Внимание нападающих сосредоточивается на нем. Некоторые, схватив камни, бросились за ним вдогонку, а некоторые даже пытаются забраться в него через окна. Но микроавтобус, мотор которого, думаю, был меньше тысячи кубических сантиметров, со скрежетом, будто пилят металл, из последних сил преодолевает подъем на дамбу и отрывается от преследователей.
Успех беглеца дал и ему, и другим автобусам возможность бежать. Пока рабочие гнались за уносящимся автобусом, оставшиеся автобусы разом завели моторы и, газуя изо всех сил, понеслись по берегу.

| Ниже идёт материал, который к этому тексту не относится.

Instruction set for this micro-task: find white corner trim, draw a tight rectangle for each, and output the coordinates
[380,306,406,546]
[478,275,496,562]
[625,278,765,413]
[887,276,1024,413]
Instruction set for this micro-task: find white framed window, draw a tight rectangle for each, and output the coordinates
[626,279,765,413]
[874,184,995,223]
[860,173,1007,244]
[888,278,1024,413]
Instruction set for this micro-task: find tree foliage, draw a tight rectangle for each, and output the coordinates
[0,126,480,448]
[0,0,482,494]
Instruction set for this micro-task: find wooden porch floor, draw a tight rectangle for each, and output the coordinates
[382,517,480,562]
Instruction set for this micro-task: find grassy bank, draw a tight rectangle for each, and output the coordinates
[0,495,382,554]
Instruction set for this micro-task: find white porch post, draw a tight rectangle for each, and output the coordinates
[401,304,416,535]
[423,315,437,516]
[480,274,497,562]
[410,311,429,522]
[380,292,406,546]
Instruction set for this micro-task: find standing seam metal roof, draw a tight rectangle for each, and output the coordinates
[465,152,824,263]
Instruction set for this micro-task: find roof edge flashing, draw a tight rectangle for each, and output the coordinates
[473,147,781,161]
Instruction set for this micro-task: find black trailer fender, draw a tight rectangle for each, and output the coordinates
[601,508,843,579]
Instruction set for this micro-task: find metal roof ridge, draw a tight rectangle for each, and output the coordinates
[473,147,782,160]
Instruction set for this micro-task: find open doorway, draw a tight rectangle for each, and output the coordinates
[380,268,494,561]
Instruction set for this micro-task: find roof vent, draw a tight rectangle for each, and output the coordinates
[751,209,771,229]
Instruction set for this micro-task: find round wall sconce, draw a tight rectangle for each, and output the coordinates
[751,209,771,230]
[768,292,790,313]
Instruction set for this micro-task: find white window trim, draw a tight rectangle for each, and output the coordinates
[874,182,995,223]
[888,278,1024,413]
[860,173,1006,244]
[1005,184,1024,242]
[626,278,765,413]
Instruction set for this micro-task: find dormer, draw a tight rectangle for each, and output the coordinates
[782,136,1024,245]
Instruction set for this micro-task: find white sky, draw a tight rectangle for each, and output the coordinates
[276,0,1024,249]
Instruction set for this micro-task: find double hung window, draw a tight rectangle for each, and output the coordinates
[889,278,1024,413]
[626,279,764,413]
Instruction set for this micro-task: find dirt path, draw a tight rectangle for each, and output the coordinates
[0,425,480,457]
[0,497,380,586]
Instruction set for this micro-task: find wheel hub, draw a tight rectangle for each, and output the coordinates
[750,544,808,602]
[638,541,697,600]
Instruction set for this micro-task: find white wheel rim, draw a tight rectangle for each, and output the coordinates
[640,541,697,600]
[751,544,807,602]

Я видел краем глаза, как человек, называвший себя братом, брошенный нападавшими, ползет на четвереньках к зарослям сухой травы у основания дамбы, один хотел было побежать к своей машине, счастливо избежавшей нападения… но вдруг спохватился: я забыл нечто весьма важное… егодневник… нужно напомнить о дневнике, который он обещал принести послезавтра к сестре. Подумал, что будет нелишне, если он подтвердит это обещание… но брата нигде не было видно — здорово, наверно, спрятался… а помедли я еще хоть секунду — и снова полетят камни… пригнувшись, делаю отчаянный рывок… в спину попадает камень, но боли не чувствую. Хуже, что задыхаюсь, горло перехватывает. Наверно, сказалась выпивка. Но все равно я удивительно спокоен, нахожу ключ, на это уходит не так уж много времени, и буквально одним движением завожу мотор. Большая часть рабочих столпилась у дороги, идущей вдоль склона насыпи, — у единственной дороги для автомашин, связывающей насыпь с берегом. Не успевшие удрать два последних автобуса, с зажженными фарами, неистово сигналя, пытаются прорваться через толпу. Один из них каким-то образом проскакивает. А второй, видимо впопыхах сорвав сцепление, посреди подъема неожиданно теряет скорость, и подлетевшие рабочие переворачивают его и легко сбрасывают под откос, где он и остается лежать вверх колесами. Фары ярко освещают склон насыпи, метров двадцать в ширину. Из сухой травы вертикально торчит белая палка — в ней таится какой-то зловещий смысл, но назначение ее не ясно. На фоне насыпи бурлит черная толпа, некоторые взобрались на перевернутый автобус, который уже вхолостую крутит колесами. Подстрекатель, конечно, среди них. Если бы только удалось рассмотреть его, хотя бы в самых общих чертах, представился бы прекрасный случай обнаружить врага этого самого брата — должен же он существовать… но вот еще более громкий вопль… звон разлетающегося стекла… глушу мотор, гашу фары. Вокруг того места, где раньше стояла бочка, красные огоньки беспорядочно разбросанных головешек… кто лежит на земле неподвижно — пьяный или раненый, кто ползет, кто, как лунатик, шатаясь, плетется к реке… но какое счастье, что перевернутый автобус не загородил дорогу. Правда, моя машина вполовину меньше автобуса. Малейшая ошибка, и ее судьба будет точно такой же.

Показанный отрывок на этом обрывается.